Some examples of CGI done beautifully because of a conscience of physics: the ripples on the back of Spider-Man’s spandex suit during the first five minutes of The Amazing Spider-Man 2 (spandex will flap plummeting at [human] terminal velocity); the airborne movement of Tony Stark’s body in response to 4-5 distinct areas of directional thrust in Iron Man; and, most relevantly, the gravity of the gargantuan, mechanically-dynamic Jaegers of Pacific Rim. Sure, Pacific Rim– crap story, inane dialogue, and just outright fecal film-making; however, the sheer sense of momentum scrupulously imbued within its hundred-foot heroes is arguably one the most incredible, subtle, but deft “tricks” of our current decade. Take a closer look at the Jaegers as they whip out their brutal 1-2’s (especially Gypsy Danger). Each move appears to undergo a process of initiation (building potential energy), allocation (large parts moving in or out of position), and release (diffusing energy: kinetic, mechanical, plasma, etc). In short, everything that is big feels big. For this concept’s antithesis, look no further than the hulks of Bay’s Transformers 3 & 4. His big robots feel fake, not because they’re big or bots, but because they move too fast, are lit & colored flamboyantly, and act/speak like Walt Disney’s wet dream. Pacific Rim, on the other hand, often touted as a “guilty pleasure”, stripped of narrative, could be analyzed as one big, visual motif for the ‘art of momentum’, and there’s nothing shameful or “guilty” about art. Perhaps that scene where the Jaeger blasts through an office to lightly tap and activate a Newton-swing pendulum makes slightly more sense in this context…
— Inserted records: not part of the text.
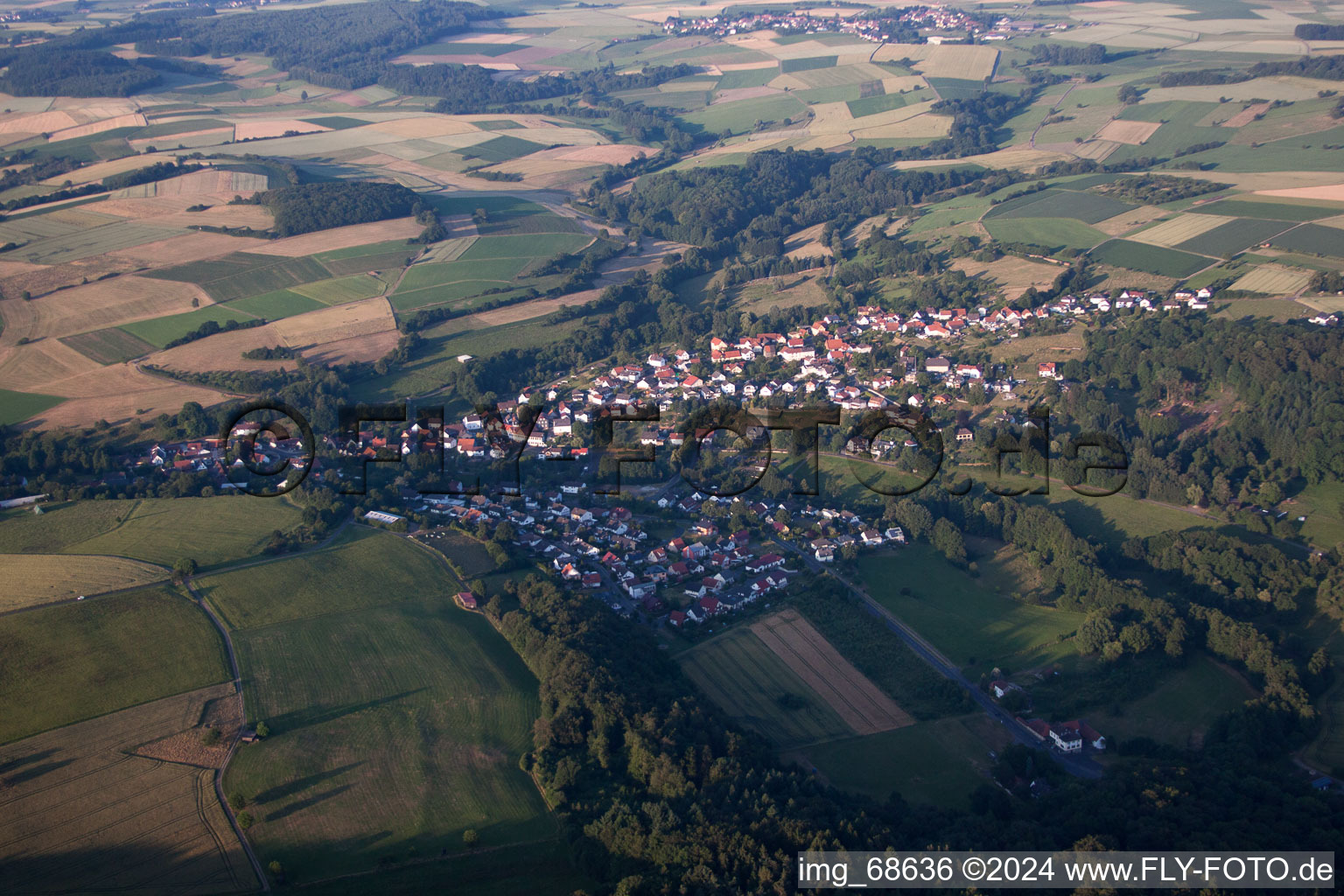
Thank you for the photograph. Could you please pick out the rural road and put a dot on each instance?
(1077, 766)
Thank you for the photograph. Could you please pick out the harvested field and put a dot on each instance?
(1178, 230)
(327, 241)
(200, 245)
(80, 815)
(750, 682)
(1130, 132)
(272, 128)
(32, 579)
(110, 303)
(840, 685)
(1329, 192)
(1248, 115)
(1274, 280)
(1013, 276)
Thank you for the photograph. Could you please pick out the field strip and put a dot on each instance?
(840, 685)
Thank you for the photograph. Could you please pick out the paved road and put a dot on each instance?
(1077, 766)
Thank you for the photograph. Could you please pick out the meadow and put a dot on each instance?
(85, 815)
(82, 660)
(745, 677)
(1155, 260)
(970, 624)
(934, 763)
(32, 579)
(394, 728)
(210, 531)
(360, 567)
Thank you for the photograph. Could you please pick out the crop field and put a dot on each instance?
(19, 406)
(32, 579)
(391, 728)
(276, 305)
(101, 655)
(109, 346)
(466, 552)
(750, 682)
(935, 763)
(361, 567)
(1277, 211)
(1050, 233)
(241, 274)
(1234, 236)
(162, 331)
(1314, 240)
(82, 815)
(1060, 203)
(1273, 280)
(346, 289)
(1155, 260)
(972, 626)
(1178, 230)
(211, 531)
So how could such a complex art form receive, more oft than not, such myopic dismissal? Is it the collective “computers killed the ‘movie-o’ star” grudge of a global gaggle of starving film critics? Maybe. Surely ignorance (fear) factors mightily in the vox pop’s reception of all nascent art forms. Yet perhaps the mightiest culprit of CGI’s mass misunderstanding lurks about the same essential impetus of its predecessor: the carney trick. Key to its name, the ‘carney trick’ always takes more than it gives, quality notwithstanding, and we always pay up front. Likewise, the ‘CGI-trick’ is lucrative, and we’ve all at least once been duped or robbed by it. We come for enthrallment, magic that makes the unreal ever more convincing, but too often leave with mental fragments of post-processed piss. After all, admission is more or less standard, while resources invested vs. gained is an unregulated dynamic for investors/studios, and not directors or other artists, to balance. Ultimately, if we seek to cast blame as to the inception and circulation of the term “CGI porn”, we have no further to look than our own filthy wallets.
However, despite the disturbing existent discrepancy between big-budget, visual scams and tricks that genuinely treat, the “Cinema of Attractions” has returned. Furthermore, with minimal effort, we as consumers can actually elevate the artistic standard of it. Before we reach for our wallets, let’s reach for the internet: do a bit of IMDB surfing, click that “see full cast and crew” link, and click some names. See what other work they’ve done; one might be surprised how prolific most of them are. Soon we’ll remember the names, foster a demand, and make stars of the men and women who toil in front of screens, longer than anything in front of any camera, to make the impossible physical.